As university staff, we like to imagine our institution among the illustrious ranks of customer experience (CX) leaders—your Hiltons, Zappos, and Disneys, organizations famous for providing relentless support and a quality experience every step along the customer’s path.

But it took these giants more than imagination to get there. The world’s CX leaders became leaders because they deliberately embedded customer experience practices into every process. The reason why is simple: if they don’t, a competitor’s site is just a click away. 

But what happens when it’s not so easy to jump ship and go with a competitor? Consider banks. Switching banks can be time-consuming and frustrating, so customers often opt to stick with the one they have even if they would prefer to go. A study by Bain & Company reported that “Many consumers—about 29% globally on average—said they would switch their primary bank if it were easy to do so” (Toit & Burns, 2016). 

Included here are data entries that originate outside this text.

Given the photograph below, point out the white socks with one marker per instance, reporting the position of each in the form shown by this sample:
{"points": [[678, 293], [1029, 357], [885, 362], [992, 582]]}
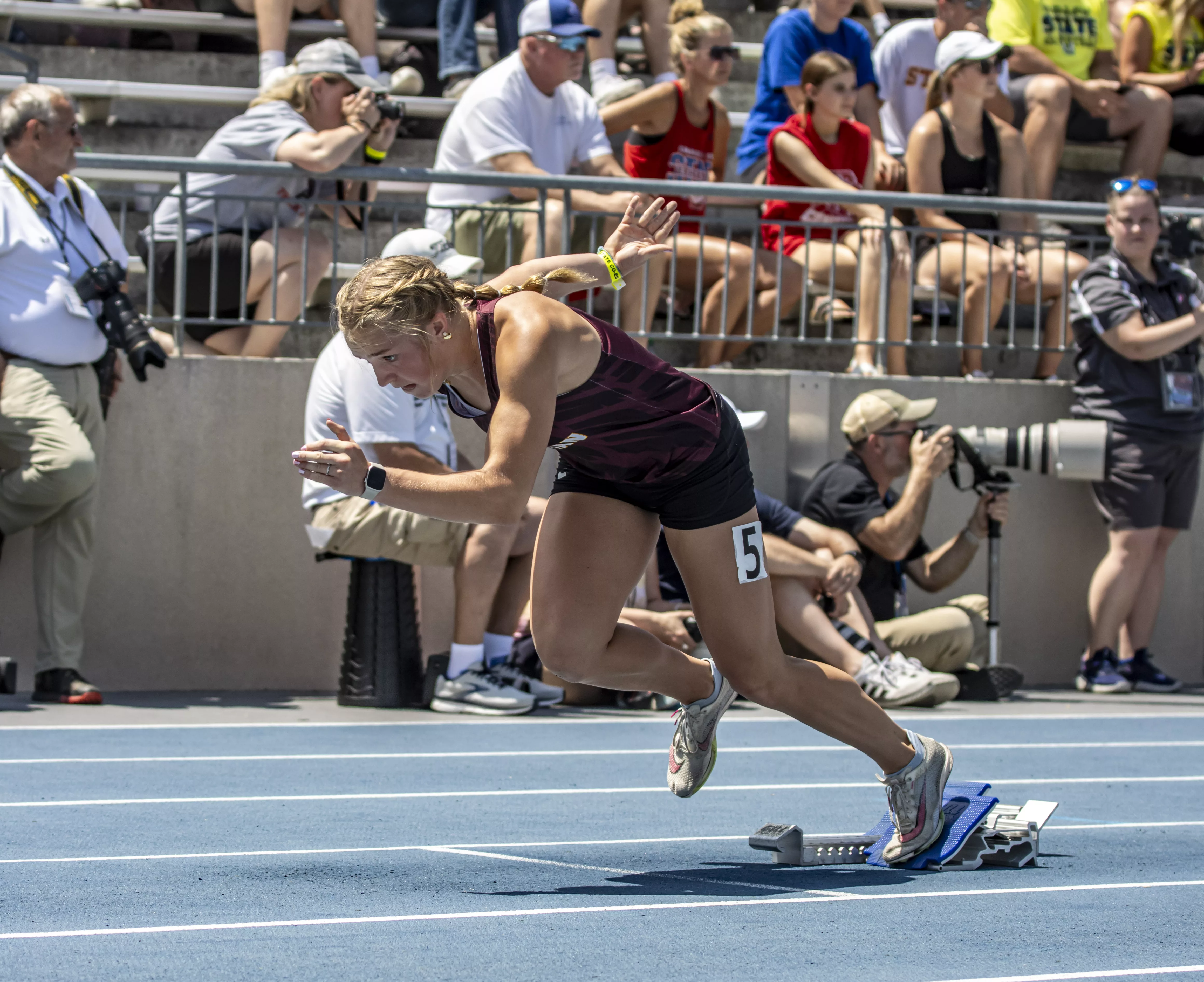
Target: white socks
{"points": [[498, 649], [463, 659]]}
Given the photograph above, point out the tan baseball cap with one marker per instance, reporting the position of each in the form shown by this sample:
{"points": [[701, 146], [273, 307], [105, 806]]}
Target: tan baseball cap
{"points": [[879, 408]]}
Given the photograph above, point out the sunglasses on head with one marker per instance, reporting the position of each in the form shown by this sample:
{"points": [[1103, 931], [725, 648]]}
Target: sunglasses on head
{"points": [[719, 52], [575, 43], [1123, 185]]}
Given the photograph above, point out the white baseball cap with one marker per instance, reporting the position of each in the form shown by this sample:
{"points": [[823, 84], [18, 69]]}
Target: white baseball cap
{"points": [[967, 46], [432, 245]]}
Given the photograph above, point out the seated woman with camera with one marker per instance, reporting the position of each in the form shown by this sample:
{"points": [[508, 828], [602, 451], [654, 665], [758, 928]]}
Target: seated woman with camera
{"points": [[958, 147], [319, 118]]}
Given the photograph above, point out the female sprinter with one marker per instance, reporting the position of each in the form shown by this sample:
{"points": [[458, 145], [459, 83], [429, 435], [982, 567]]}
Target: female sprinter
{"points": [[680, 133], [641, 446], [1164, 46], [826, 148], [958, 147]]}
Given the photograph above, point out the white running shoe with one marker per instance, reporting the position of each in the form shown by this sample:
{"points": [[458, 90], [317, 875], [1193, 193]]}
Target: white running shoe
{"points": [[611, 88], [545, 695], [482, 694], [942, 686], [889, 688], [915, 801], [694, 750]]}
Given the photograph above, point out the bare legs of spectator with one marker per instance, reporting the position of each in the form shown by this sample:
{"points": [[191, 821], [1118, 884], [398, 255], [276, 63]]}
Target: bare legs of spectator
{"points": [[1126, 589], [493, 577], [823, 264], [282, 265], [1048, 103], [576, 605]]}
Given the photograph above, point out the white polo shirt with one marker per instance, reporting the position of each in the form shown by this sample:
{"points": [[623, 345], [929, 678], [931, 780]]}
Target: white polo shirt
{"points": [[42, 316], [344, 389]]}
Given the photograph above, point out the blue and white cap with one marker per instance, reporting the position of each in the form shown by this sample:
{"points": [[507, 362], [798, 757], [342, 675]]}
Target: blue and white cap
{"points": [[559, 17]]}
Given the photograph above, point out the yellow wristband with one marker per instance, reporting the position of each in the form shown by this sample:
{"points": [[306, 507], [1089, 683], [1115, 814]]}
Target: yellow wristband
{"points": [[612, 269]]}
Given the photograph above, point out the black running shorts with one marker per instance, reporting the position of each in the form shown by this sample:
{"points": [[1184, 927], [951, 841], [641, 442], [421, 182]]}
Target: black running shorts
{"points": [[719, 490]]}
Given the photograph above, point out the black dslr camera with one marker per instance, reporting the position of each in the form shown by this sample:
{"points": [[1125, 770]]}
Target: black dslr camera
{"points": [[121, 323]]}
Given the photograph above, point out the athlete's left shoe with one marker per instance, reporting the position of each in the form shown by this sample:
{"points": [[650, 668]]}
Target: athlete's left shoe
{"points": [[1145, 677], [914, 796], [694, 750]]}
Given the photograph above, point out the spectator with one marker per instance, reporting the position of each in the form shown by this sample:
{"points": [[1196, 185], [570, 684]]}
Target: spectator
{"points": [[524, 116], [52, 429], [607, 16], [1138, 323], [854, 494], [457, 21], [806, 560], [321, 118], [680, 133], [906, 61], [493, 562], [791, 40], [823, 148], [1164, 46], [1065, 87], [959, 148]]}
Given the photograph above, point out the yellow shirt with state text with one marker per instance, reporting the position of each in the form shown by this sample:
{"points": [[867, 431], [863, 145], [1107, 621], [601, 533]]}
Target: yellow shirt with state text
{"points": [[1069, 33]]}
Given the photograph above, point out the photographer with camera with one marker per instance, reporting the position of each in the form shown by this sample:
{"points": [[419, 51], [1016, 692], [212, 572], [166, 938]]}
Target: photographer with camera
{"points": [[323, 115], [1138, 322], [854, 494], [62, 317]]}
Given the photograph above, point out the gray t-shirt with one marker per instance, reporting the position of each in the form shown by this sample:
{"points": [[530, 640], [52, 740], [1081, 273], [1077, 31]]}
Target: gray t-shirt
{"points": [[256, 135]]}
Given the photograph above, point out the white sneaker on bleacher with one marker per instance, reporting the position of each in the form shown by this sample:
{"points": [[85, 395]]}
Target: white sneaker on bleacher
{"points": [[482, 694]]}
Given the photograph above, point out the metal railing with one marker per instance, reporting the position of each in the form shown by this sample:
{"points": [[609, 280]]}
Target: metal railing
{"points": [[934, 318]]}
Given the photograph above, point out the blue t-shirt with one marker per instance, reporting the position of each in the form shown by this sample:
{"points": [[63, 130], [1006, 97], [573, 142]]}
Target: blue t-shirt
{"points": [[777, 519], [793, 39]]}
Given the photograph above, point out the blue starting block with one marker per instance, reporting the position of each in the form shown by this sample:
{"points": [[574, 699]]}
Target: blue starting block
{"points": [[978, 832]]}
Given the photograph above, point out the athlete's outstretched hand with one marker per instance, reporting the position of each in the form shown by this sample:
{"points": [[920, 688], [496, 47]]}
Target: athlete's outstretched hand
{"points": [[338, 464], [642, 236]]}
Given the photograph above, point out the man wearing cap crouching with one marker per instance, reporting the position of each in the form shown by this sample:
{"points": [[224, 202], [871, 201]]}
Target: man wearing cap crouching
{"points": [[855, 494], [493, 562]]}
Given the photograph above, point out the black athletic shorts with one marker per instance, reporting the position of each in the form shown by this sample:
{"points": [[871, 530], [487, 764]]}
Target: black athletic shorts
{"points": [[1152, 479], [718, 490], [199, 258], [1080, 127]]}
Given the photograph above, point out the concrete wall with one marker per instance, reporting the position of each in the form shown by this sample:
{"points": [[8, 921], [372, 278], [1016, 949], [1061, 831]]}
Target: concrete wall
{"points": [[205, 579]]}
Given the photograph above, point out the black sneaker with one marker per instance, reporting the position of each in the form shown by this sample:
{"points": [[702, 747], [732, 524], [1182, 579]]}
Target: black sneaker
{"points": [[1145, 677], [65, 685]]}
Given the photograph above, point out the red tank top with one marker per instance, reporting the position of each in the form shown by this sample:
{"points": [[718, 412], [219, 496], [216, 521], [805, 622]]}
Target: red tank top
{"points": [[848, 159], [636, 421], [684, 153]]}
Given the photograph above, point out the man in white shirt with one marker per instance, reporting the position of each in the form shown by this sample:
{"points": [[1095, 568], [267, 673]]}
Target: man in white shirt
{"points": [[493, 562], [906, 59], [525, 115], [52, 429]]}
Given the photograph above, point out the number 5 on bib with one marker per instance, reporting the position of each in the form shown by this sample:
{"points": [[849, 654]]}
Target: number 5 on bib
{"points": [[749, 553]]}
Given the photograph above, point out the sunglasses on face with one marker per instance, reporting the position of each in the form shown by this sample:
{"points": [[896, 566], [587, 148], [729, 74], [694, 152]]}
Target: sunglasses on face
{"points": [[1123, 185], [572, 44]]}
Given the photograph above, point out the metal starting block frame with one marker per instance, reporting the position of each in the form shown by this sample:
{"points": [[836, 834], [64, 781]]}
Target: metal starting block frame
{"points": [[995, 836]]}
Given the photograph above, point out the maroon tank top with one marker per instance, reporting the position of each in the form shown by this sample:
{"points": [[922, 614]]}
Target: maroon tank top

Similarly, university students have made a commitment that takes more than a few clicks to undo. They certainly can switch to another school, but it’s not as easy as looking up another retailer’s website when the first one lets you down—and the financial investment is much more significant. Students may be willing to endure a poor experience if they feel that the burden of transferring to a different institution is greater than the challenges associated with staying. Students who are several terms into their degree may have built up enough loyalty toward the university that they are willing to overlook a poor experience. Does this mean that universities can get away with deprioritizing customer experience? 

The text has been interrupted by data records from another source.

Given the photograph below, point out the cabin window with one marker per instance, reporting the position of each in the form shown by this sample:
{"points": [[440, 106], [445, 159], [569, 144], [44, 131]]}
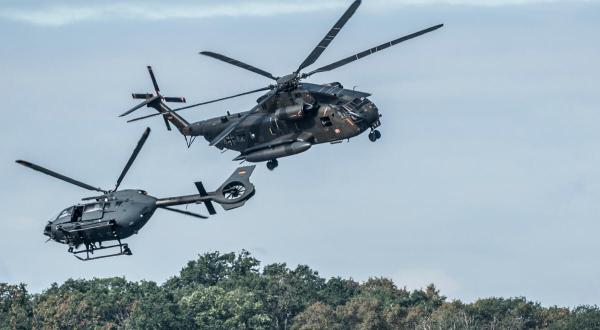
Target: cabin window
{"points": [[93, 211], [326, 121]]}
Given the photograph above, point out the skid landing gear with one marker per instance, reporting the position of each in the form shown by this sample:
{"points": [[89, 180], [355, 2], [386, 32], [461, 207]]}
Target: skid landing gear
{"points": [[272, 164], [374, 135], [90, 248]]}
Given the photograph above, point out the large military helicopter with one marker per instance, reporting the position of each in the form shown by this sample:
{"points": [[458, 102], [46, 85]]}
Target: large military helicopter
{"points": [[118, 214], [291, 117]]}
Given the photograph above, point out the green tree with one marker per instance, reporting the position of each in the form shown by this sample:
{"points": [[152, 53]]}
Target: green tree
{"points": [[215, 308], [16, 309]]}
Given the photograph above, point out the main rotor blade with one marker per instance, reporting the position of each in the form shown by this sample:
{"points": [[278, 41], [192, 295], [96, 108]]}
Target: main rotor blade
{"points": [[234, 125], [238, 64], [148, 101], [136, 151], [373, 50], [58, 176], [184, 212], [203, 103], [153, 79], [314, 55]]}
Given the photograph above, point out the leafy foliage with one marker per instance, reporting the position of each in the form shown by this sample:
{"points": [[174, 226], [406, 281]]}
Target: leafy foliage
{"points": [[232, 291]]}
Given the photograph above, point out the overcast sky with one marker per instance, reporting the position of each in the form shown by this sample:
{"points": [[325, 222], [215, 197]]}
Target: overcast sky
{"points": [[486, 180]]}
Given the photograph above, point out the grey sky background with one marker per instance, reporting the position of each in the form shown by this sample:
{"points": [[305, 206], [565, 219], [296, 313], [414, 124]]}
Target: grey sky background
{"points": [[486, 181]]}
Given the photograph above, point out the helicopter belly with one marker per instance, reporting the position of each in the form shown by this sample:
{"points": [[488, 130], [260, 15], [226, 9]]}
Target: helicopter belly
{"points": [[278, 151]]}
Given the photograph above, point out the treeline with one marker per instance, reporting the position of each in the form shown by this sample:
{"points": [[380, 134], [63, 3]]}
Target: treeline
{"points": [[232, 291]]}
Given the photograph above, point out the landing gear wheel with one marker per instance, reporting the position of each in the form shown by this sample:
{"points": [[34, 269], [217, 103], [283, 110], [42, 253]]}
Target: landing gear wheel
{"points": [[372, 137], [377, 134], [272, 164]]}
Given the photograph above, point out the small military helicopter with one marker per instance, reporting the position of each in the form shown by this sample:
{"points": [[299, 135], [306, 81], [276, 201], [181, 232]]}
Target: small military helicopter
{"points": [[291, 117], [118, 214]]}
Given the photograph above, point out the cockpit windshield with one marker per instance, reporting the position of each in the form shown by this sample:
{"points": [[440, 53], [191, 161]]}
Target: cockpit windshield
{"points": [[65, 213]]}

I would argue that organizations whose customers have to jump over some hurdles to leave have an even greater responsibility to ensure quality customer experience. We want our students to stay with our institution because it brings them the most value, not because switching is too inconvenient. Achieving this is a complex task, but we can follow the example set by customer experience leaders and deliberately embed experience throughout our processes.

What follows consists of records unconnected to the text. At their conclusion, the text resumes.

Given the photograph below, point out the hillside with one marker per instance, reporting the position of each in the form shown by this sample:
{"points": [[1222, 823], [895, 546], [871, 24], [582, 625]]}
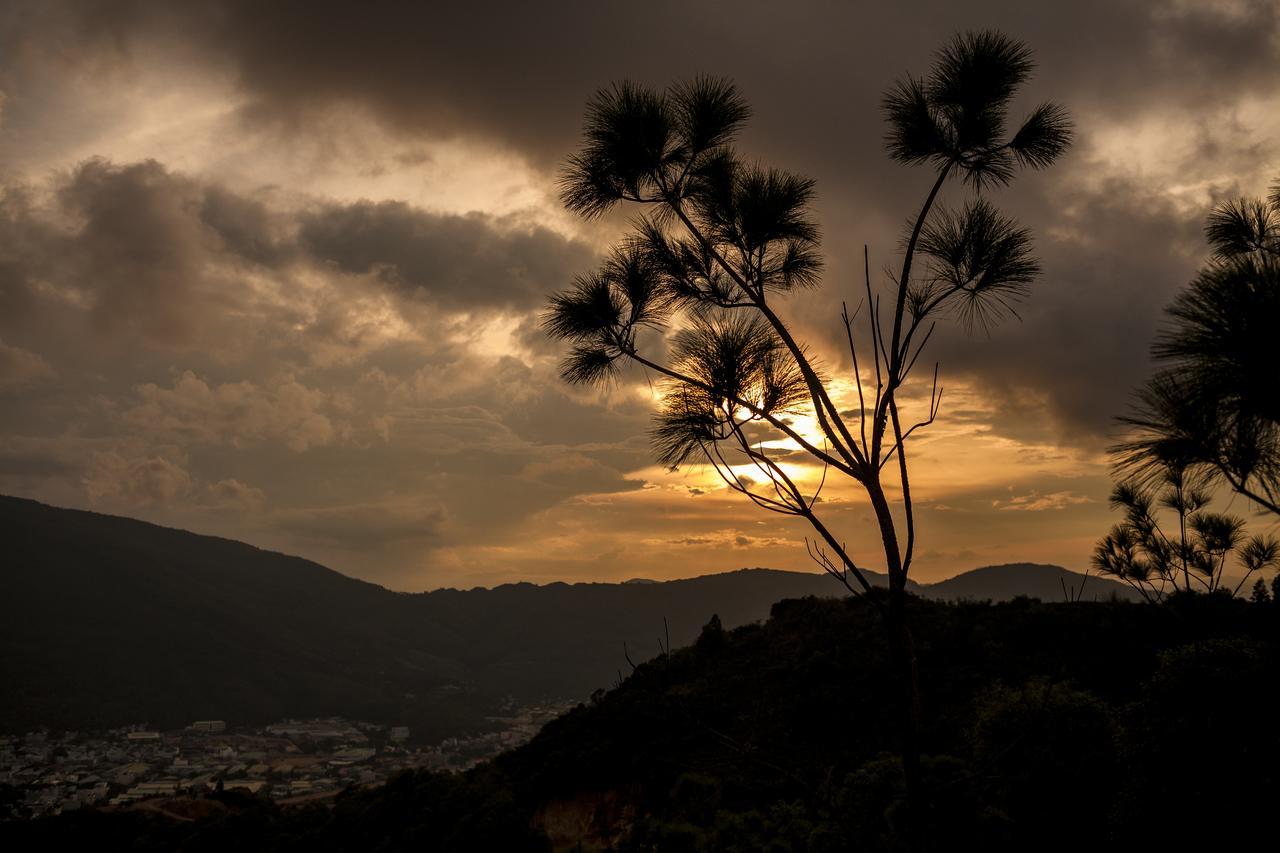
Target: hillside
{"points": [[1031, 579], [1048, 726], [112, 621]]}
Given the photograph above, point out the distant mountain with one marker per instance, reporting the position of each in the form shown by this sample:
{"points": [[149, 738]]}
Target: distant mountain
{"points": [[1031, 579], [112, 620]]}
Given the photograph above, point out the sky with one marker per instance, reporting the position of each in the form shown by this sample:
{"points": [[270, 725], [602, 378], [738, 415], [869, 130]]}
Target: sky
{"points": [[274, 272]]}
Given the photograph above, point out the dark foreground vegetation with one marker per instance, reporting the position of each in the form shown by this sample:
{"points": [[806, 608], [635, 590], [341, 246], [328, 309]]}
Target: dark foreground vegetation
{"points": [[1046, 726]]}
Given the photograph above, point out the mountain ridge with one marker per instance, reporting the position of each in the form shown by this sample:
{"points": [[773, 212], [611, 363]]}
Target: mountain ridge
{"points": [[120, 620]]}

So, how do we go about becoming a more customer-centric university? Simply put, by putting the customer back into customer experience. Some academics may balk at the term “customer” in the context of higher education, but for the purposes of this article, customer refers to our students and stands as a reminder that we are here to serve them—not the other way around. 

Getting started: know your audience

Customer experience begins with understanding the people who consume your product, whether that’s an industry-leading e-commerce site or a college-level online course. Before designing anything else, ask yourself: who is my target audience? What does their average day look like, in and out of the virtual classroom? What are their priorities, goals, fears? What other things are vying for their attention? Why are they enrolling in this course? Through this line of questioning, we broaden our perspective and view students as human beings with full lives in which our university plays but a small part. 

Asking yourself these questions is easy, but there is no customer centricity if you don’t involve the customer. Next, it’s time to arrange interviews and talk to your target audience. Get to know them, understand why and how they are using your course. Hear directly from the source. Surveys have their time and place, but they can’t come close to the richness and depth of human interaction. Interviewing is a bountiful source of data you can use to create personasjourney maps, and user flows to support your development process. Bring these pieces back to your audience—do they see themselves in these? Are there gaps? What questions do they have? Use this data, your knowledge of your audience, as the foundation for your customer experience. Assumptions are poisonous, and learning is the antidote.

Solve the right problem, solve the problem right

When we begin with a deep understanding of our target audience, we increase our chances of solving the right problems while diluting HIPPO-led decision-making (that is, letting the highest-paid person’s opinion direct the team’s design focus). As we begin to sort through our research and identify themes, the next temptation we must resist is jumping straight to solutions. Instead, lay the groundwork for productive solutioning: identify themes from your interviews and research, prioritize the issues, then fearlessly explore a wide variety of potential solutions. From these ideas, a quality few will emerge, and you’ll be better positioned to develop solutions based on real customer needs, not stakeholder opinions.

As you enter the solutions phase, avoid designing in a vacuum. Get feedback from students on everything, from half-formed ideas to early sketches, to finely tuned prototypes. Receive feedback with a neutral researcher state of mind. Openness to feedback at every stage of the process will help you avoid becoming too attached to your own design ideas, creating fertile ground for the best version to thrive.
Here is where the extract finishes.